During the weeks of preparation, it was easy for me to get overwhelmed by the unknown. It was easy for me to doubt myself. I feared that I would come here and just be in the way and become a burden to those around me. I feared that I would disappoint the leaders and members of my new church and most of all God. Lying on my bedroom floor I felt so overwhelmed and nervous that I couldn’t breathe and at that moment I heard a voice say, “Inhale God Exhale the Word…that is how you breathe!” At that second I jumped to my feet and began to inhale God and exhale His word. I began quoting scripture of strength and power. I was able to push my flesh aside and look spiritually at the things that God was doing. In another moment of weakness God told me this, “Korrie, I am not taking you from strength to weakness, I am taking you from STRENGTH TO STRENGTH!” Oh my goodness you talk about power and a Holy Ghost moment I had it! Psalm 84:7 says, “They go from strength to strength…” God does not take His people from strength to weakness but from strength to strength. We as humans are weak vessels but with God our weakness is made strong. Our faith is tried and tested and proven over and over again. Philippians 4:13, “I can do ALL things through Christ which strengtheneth me.” He did not say we can do some things or a few things he said ALL things! 2 Samuel 22: 29-33 says, “For thou art my lamp, O Lord: and the Lord will lighten my darkness. For by thee I have run through a troop: by my God have I leaped over a wall. As for God, his way is perfect; the word of the Lord is tried: he is a buckler to all them that trust in him. For who is God, save the Lord? And who is a rock, save our God? God is my strength and power: and he maketh my way perfect.”
I can do ALL things through Christ! I have run through the fire, I have leaped over a wall, I have fought my enemies and I have won!!! Satan did not stop me! His demons did not hinder me! I am the daughter of King and they have no power over me! I am washed in the blood and guarded by Christ! Psalm 28:8 says, “The Lord is their strength, and he is the saving strength of his anointed.” We are not a weak people. We are not a weak generation.
Satan will try to make you feel that you are worthless and weak but you are not! You are made strong through Christ you are worth something because God took the time to design and mold you into a perfect vessel to do a perfect work for the expansion of His kingdom.

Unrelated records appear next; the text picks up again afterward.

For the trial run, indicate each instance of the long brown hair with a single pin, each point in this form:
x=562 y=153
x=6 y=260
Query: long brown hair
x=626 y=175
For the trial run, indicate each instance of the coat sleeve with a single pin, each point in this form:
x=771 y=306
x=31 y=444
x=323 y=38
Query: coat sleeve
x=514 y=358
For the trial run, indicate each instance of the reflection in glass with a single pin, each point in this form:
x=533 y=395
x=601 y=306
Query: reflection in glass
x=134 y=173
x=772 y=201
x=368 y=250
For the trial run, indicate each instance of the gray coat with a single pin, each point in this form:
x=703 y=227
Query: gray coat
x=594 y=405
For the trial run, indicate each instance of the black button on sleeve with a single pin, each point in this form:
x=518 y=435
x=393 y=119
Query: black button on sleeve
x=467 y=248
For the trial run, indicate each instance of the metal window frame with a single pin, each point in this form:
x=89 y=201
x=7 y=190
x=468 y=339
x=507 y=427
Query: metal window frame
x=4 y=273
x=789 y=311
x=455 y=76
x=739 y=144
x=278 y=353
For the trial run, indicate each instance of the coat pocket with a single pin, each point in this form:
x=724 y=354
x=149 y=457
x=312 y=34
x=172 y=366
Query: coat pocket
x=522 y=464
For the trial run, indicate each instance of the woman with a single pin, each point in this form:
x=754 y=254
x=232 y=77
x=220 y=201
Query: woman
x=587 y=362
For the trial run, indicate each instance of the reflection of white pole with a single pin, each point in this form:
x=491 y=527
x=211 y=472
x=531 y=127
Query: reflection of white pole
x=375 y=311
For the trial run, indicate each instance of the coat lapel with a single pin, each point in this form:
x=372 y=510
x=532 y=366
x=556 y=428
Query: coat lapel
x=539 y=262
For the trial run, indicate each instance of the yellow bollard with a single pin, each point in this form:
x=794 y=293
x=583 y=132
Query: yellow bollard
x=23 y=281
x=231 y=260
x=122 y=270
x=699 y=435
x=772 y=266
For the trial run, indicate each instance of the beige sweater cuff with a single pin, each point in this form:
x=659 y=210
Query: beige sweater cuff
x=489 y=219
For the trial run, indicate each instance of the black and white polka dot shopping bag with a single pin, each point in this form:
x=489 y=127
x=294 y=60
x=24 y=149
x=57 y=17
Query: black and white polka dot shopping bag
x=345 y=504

Satan would not waste his time on you if you were not worth something. He is afraid of you and me because we are built with power far greater then his and if we come to realize that then he knows that he has no authority or power over us. God has taught me so much throughout this incredible journey. I had learned that family and friends will come against you, I have learned to walk away and I have learned that God is my strength and power and with Him I can do ALL things!